En réponse à la proposition d’écriture d’Arlette Mondon-Neycensas, vous nous avez envoyé votre lettre d’admiration à un écrivain que vous aimez. Voici le texte de Nicole Suzuki.
Cher Monsieur Corneille,
Bien des jours ont passé avant que je décide
De vous écrire.

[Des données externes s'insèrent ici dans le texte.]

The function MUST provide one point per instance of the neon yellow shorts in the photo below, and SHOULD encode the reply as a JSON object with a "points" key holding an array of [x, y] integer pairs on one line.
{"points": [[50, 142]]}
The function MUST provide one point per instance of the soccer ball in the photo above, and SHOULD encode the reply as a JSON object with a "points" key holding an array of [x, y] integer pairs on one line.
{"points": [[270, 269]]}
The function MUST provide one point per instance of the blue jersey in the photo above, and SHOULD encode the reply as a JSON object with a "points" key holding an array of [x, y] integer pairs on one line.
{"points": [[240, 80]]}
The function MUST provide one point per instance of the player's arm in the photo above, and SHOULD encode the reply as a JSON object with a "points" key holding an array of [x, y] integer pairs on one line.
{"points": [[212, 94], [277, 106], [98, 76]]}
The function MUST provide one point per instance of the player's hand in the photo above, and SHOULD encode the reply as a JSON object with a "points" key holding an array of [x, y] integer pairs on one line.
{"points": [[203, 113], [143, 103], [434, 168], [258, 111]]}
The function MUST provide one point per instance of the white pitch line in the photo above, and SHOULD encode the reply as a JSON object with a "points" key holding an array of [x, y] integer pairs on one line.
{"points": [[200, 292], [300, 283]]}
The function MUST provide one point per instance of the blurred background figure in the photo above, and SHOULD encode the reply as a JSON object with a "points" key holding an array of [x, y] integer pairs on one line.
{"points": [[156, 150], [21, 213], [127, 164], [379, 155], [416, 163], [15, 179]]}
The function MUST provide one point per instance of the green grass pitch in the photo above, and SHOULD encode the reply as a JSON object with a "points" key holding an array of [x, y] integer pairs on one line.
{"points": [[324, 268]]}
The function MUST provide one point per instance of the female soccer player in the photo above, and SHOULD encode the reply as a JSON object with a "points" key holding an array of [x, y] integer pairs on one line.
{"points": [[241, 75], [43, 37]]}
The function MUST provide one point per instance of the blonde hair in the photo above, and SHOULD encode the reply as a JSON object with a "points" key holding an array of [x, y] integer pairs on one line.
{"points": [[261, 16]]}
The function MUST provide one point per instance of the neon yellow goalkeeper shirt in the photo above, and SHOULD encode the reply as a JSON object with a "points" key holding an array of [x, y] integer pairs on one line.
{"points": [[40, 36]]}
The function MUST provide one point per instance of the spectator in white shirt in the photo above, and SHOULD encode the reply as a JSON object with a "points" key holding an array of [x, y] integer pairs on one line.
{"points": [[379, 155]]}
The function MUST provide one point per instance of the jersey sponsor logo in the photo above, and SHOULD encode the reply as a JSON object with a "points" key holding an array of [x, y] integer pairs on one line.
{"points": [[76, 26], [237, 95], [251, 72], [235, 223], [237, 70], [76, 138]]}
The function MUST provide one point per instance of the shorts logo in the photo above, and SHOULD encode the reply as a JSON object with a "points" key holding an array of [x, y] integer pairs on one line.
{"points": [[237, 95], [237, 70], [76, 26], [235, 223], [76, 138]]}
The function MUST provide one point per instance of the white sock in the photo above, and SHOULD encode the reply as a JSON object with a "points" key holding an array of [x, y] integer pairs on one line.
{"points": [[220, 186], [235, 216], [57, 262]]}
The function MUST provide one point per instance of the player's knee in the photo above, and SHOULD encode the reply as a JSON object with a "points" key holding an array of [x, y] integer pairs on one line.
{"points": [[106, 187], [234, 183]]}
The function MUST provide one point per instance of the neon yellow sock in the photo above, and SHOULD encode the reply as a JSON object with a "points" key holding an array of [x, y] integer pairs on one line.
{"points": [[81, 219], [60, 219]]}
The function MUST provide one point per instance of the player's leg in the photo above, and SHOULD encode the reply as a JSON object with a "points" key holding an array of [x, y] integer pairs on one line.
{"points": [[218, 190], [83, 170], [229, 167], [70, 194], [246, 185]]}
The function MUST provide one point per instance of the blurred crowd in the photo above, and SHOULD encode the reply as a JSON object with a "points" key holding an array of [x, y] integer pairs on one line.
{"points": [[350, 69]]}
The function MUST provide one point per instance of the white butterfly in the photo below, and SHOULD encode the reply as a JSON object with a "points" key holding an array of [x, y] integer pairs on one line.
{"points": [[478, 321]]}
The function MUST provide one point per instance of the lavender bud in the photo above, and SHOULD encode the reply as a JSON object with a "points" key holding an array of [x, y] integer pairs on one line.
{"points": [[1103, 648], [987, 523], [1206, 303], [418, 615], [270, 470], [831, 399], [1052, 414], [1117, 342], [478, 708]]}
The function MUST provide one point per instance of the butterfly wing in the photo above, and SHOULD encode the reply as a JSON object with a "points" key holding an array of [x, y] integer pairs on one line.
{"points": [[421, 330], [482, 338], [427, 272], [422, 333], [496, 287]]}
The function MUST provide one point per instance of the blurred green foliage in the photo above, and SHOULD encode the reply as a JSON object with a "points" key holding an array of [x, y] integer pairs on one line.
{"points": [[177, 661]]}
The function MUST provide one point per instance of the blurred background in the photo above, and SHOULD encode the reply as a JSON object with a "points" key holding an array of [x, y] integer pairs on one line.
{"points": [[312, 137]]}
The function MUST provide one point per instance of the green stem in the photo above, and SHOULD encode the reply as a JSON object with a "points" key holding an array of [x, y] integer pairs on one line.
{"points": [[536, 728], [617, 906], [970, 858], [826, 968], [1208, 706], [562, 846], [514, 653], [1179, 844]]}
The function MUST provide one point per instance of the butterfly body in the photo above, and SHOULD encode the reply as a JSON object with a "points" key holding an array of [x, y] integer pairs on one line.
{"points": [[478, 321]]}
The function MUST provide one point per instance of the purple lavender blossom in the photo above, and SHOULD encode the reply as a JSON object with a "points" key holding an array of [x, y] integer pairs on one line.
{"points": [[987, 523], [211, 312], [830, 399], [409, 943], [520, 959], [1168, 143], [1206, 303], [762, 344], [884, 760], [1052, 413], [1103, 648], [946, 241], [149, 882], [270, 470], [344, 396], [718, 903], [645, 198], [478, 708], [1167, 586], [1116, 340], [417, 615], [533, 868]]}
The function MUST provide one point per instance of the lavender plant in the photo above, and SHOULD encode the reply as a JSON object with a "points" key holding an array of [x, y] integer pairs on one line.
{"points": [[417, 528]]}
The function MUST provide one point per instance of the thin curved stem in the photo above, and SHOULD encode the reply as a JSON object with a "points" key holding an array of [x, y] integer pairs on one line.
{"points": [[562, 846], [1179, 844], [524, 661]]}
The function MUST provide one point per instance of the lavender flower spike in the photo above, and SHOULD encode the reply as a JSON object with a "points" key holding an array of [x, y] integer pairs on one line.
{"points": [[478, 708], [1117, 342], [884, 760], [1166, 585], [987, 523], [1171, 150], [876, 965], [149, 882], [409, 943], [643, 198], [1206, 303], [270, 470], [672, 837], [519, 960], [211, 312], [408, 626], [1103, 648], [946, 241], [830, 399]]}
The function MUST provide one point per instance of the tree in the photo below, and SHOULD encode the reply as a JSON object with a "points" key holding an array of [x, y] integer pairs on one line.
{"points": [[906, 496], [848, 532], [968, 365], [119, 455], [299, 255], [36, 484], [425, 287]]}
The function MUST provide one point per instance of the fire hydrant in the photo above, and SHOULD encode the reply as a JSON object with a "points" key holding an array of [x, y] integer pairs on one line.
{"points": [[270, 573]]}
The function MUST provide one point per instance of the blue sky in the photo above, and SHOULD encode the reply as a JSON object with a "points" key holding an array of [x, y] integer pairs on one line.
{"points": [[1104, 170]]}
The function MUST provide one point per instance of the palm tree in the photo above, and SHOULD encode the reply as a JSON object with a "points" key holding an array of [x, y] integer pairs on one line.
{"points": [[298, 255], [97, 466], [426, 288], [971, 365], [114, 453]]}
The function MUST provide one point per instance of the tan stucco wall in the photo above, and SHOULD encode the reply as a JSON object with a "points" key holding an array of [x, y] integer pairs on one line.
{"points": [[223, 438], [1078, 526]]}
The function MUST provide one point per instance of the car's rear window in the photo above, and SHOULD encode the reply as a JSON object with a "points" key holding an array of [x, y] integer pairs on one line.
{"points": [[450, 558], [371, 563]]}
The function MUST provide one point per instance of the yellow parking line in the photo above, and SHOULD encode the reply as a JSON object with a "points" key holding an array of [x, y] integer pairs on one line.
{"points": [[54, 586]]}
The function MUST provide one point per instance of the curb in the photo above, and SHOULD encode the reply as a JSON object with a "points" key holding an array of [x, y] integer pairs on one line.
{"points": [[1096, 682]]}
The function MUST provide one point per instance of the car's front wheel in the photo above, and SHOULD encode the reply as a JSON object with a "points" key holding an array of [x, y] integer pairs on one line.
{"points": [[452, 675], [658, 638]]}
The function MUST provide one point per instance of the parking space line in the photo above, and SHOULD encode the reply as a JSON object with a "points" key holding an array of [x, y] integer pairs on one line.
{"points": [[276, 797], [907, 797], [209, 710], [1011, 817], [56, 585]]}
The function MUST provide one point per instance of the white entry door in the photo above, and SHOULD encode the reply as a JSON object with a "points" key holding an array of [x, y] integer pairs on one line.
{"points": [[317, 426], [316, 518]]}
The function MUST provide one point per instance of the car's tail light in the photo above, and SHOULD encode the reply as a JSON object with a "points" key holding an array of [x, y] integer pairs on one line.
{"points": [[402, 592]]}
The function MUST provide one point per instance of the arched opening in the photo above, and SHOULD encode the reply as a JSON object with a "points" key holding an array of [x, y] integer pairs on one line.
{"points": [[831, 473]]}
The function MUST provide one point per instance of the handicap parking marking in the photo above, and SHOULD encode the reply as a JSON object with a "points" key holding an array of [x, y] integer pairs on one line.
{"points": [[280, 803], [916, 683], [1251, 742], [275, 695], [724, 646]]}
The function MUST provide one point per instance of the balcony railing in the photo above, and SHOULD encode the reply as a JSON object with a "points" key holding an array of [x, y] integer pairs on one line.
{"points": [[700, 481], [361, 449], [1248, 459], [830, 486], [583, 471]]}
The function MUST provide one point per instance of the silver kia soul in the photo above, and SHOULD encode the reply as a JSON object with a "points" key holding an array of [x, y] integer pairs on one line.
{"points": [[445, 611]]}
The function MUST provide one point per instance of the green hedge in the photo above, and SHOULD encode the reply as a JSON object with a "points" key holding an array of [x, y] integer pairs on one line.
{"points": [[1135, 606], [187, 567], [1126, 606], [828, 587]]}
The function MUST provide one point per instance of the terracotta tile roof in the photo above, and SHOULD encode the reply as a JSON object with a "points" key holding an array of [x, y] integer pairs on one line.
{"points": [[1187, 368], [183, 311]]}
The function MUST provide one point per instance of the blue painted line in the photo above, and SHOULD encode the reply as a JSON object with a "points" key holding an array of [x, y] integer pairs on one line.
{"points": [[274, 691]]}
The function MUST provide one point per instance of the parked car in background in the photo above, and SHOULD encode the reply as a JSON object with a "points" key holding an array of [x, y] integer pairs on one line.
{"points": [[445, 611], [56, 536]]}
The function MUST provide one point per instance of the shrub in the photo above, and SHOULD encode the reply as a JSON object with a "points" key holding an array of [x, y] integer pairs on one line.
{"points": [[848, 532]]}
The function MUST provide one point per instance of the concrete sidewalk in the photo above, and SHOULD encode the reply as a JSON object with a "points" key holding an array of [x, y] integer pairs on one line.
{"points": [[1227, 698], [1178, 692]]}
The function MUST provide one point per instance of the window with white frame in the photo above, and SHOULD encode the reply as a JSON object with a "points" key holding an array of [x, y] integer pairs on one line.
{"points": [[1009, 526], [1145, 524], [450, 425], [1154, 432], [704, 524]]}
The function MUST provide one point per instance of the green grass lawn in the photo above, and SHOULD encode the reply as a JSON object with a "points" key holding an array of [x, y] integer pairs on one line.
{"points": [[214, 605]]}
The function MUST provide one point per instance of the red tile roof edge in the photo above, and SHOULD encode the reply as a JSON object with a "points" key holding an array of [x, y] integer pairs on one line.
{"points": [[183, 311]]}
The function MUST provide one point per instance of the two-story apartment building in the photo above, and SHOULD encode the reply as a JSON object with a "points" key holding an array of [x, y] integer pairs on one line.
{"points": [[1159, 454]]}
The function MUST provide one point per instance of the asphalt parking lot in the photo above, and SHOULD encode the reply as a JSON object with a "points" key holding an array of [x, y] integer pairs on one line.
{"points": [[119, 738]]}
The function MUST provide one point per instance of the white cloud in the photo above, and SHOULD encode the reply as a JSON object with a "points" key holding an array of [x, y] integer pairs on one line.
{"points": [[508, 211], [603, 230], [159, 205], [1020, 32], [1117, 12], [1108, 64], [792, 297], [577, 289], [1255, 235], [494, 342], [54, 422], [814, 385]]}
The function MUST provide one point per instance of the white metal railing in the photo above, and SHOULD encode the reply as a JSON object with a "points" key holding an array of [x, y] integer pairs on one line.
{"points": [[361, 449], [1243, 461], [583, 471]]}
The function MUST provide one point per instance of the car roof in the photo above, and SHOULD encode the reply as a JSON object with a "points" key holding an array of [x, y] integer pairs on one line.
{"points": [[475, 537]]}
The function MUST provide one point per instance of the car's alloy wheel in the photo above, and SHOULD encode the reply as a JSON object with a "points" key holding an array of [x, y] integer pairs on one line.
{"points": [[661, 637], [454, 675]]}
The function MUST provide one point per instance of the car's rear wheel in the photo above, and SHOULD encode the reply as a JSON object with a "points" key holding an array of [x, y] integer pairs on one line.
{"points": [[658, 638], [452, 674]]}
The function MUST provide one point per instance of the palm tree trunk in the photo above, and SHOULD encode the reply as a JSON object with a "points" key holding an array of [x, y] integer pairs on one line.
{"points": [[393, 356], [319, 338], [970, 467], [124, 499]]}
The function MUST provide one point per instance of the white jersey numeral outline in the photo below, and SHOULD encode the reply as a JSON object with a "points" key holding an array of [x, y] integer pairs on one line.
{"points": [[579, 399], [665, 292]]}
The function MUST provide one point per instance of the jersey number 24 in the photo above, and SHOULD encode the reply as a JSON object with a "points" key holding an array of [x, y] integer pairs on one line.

Je me présente : je suis le Cid.
Votre pièce est très belle, j’en suis le grand héros.
Pourtant, des qualités, vous m’en donnez bien trop.
J’aurais préféré être un homme plus ordinaire,
Et puis ne pas avoir autant de choses à faire.
Un grand amour, peut-être, ou même une passion,
Mais pas un tel destin, comme dans votre version.
Puis-je vous suggérer de récrire votre pièce ?
De la fille de don Diègue j’aimerais la sagesse.
Comme je suis pacifique, pour éviter son ire
J’enlèverais Chimène, nous n’aurions qu’à partir.
Nous irions vivre au loin, dans une humble masure.
Pas de sang versé, mais une flamme très pure.
Nous serions un exemple de fidèles époux.
Mais pas de tragédie, pas de pièce, direz-vous.
Moi, je n’étais pas fait pour être un tel modèle
Vous m’avez trop grandi, vous m’avez mis des ailes
Plutôt que de mourir, j’aurais vécu longtemps
Nous aurions eu, peut-être, bien des petits-enfants.
J’ai été un héros, mais moi, je le regrette
Chimène non plus à cela n’était pas prête.
Monsieur Corneille, veuillez pardonner mon audace
Vous auriez dû au moins écrire dans la préface
Que votre personnage n’était pas consulté
Enfin, pour terminer, je vous prie d’agréer
Avec mes respects, mes sentiments distingués.